Psoralen (P) and isopsoralen (IP) are the main active ingredients in the dried fruit of L. (PC), with a wide range of pharmacology activities. The intestinal bacteria biotransformation plays a central role in the metabolism of the complex ingredients in traditional Chinese medicine (TCM). Our study aimed to investigated the metabolic profile of P and IP in the intestinal condition, co-cultured with human fecal bacteria anaerobically. Four bio-transforming products were obtained, including 6,7-furano-hydrocoumaric acid (P-1) and 6,7-furano-hydro- coumaric acid methyl ester (P-2), which transformed from P, and 5,6-furano-hydrocoumaric acid (IP-1) and 5,6-furano-hydrocoumaric acid methyl ester (IP-2), which were transformed from IP. It is worth mentioning that IP-2 is a new compound that has not been published. Their structures were analyzed based on their spectroscopic data. Moreover, a highly sensitive ultra-performance liquid chromatography tandem mass spectrometry (UPLC-MS/MS) method was used to characterize the metabolic pathways of P, IP, and their bio-transforming products in the reaction samples. In addition, the dampening effects against the oxidative stress of P, IP, and their bio-transforming products by human intestinal flora were estimated in vitro via the human colorectal cells (HCT116) and heterogeneous human epithelial colorectal adenocarcinoma cells (Caco-2) cell lines. The results showed that the metabolites have stronger activity than P and IP, which possibly provides a basis for elucidating the treating mechanisms of PC extract against inflammatory bowel disease.

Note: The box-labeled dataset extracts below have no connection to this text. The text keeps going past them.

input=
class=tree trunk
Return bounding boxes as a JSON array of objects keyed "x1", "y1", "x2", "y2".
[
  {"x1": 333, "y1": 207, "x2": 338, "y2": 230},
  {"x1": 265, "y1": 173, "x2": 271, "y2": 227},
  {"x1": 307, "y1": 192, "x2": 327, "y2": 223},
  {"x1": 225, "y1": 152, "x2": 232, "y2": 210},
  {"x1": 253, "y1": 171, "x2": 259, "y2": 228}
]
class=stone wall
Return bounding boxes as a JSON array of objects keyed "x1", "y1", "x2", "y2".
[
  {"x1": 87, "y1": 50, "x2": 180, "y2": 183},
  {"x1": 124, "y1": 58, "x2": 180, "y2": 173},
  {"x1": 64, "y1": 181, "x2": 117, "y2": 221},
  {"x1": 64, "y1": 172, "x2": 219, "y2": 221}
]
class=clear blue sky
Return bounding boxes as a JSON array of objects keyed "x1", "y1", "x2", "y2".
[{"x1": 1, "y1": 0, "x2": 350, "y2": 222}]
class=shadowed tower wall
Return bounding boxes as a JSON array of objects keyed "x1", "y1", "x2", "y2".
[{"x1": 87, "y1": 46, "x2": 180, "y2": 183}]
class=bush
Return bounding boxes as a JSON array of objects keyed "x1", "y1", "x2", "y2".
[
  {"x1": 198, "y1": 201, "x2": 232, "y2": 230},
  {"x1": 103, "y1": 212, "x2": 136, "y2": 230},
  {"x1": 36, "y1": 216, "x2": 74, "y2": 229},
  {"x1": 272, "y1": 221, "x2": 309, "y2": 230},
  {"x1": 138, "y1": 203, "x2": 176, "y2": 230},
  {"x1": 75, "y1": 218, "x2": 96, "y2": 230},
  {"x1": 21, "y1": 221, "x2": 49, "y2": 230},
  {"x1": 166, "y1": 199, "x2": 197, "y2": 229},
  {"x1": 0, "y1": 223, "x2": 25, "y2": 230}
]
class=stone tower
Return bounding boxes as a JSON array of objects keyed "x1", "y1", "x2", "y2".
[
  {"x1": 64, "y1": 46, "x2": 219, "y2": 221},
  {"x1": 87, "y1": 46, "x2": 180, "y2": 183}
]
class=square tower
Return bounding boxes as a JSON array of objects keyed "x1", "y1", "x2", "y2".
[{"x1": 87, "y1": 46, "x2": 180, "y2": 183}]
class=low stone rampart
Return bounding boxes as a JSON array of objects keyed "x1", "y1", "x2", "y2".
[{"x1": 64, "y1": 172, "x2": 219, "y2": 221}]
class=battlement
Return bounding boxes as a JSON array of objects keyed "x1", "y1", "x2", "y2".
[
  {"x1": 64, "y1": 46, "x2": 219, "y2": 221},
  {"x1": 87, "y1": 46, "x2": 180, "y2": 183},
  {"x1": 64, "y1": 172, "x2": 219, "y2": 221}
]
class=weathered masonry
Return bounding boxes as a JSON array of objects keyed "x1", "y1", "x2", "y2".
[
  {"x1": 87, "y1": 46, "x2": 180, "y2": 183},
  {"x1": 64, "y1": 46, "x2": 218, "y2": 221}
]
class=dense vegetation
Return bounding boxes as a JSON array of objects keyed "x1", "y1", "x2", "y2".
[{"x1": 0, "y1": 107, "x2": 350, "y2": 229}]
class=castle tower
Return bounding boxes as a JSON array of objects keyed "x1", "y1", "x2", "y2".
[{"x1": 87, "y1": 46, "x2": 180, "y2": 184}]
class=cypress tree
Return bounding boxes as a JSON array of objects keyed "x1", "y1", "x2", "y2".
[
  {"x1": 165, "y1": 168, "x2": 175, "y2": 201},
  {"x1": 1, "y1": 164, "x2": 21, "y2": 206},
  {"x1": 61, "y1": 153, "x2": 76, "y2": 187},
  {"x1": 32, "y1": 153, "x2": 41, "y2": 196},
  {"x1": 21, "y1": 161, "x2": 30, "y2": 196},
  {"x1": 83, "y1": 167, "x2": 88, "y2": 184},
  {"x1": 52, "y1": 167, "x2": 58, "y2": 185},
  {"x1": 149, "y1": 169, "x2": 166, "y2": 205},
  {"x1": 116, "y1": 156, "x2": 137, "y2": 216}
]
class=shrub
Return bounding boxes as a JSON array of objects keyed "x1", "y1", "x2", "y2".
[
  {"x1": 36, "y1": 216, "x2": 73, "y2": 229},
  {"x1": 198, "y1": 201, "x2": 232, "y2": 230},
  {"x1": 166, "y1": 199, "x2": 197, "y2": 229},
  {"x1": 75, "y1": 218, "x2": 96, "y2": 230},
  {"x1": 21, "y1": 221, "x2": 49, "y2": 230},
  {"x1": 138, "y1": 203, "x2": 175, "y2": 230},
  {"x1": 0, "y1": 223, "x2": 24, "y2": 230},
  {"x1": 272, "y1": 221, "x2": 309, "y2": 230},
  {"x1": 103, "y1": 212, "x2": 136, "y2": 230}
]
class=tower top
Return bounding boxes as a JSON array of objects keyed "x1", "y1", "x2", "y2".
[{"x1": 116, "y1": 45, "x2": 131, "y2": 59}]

机译:补骨脂素(P)和异补骨脂素(IP)是L.(PC)干果中的主要活性成分,具有广泛的药理活性。肠道细菌的生物转化在中药(TCM)中复杂成分的代谢中起着核心作用。我们的研究旨在调查在肠道条件下与人类粪便细菌厌氧共培养的P和IP的代谢特征。获得了四种生物转化产物,包括从P转化而来的6,7-呋喃-氢香豆酸(P-1)和6,7-呋喃-氢香豆酸甲酯(P-2)和5,6 -从IP转化的-呋喃-氢香豆酸(IP-1)和5,6-呋喃-氢香豆酸甲酯(IP-2)。值得一提的是IP-2是尚未发布的新化合物。根据其光谱数据分析其结构。此外,使用高灵敏度超高效液相色谱串联质谱法(UPLC-MS / MS)表征反应样品中P,IP及其生物转化产物的代谢途径。此外,还通过人结肠直肠细胞(HCT116)和异种人上皮结肠直肠腺癌细胞(Caco-2)细胞体外评估了人肠道菌群对P,IP及其生物转化产物的氧化应激的抑制作用。线。结果表明,该代谢产物的活性高于P和IP,这可能为阐明PC提取物抗炎性肠病的机制提供了依据。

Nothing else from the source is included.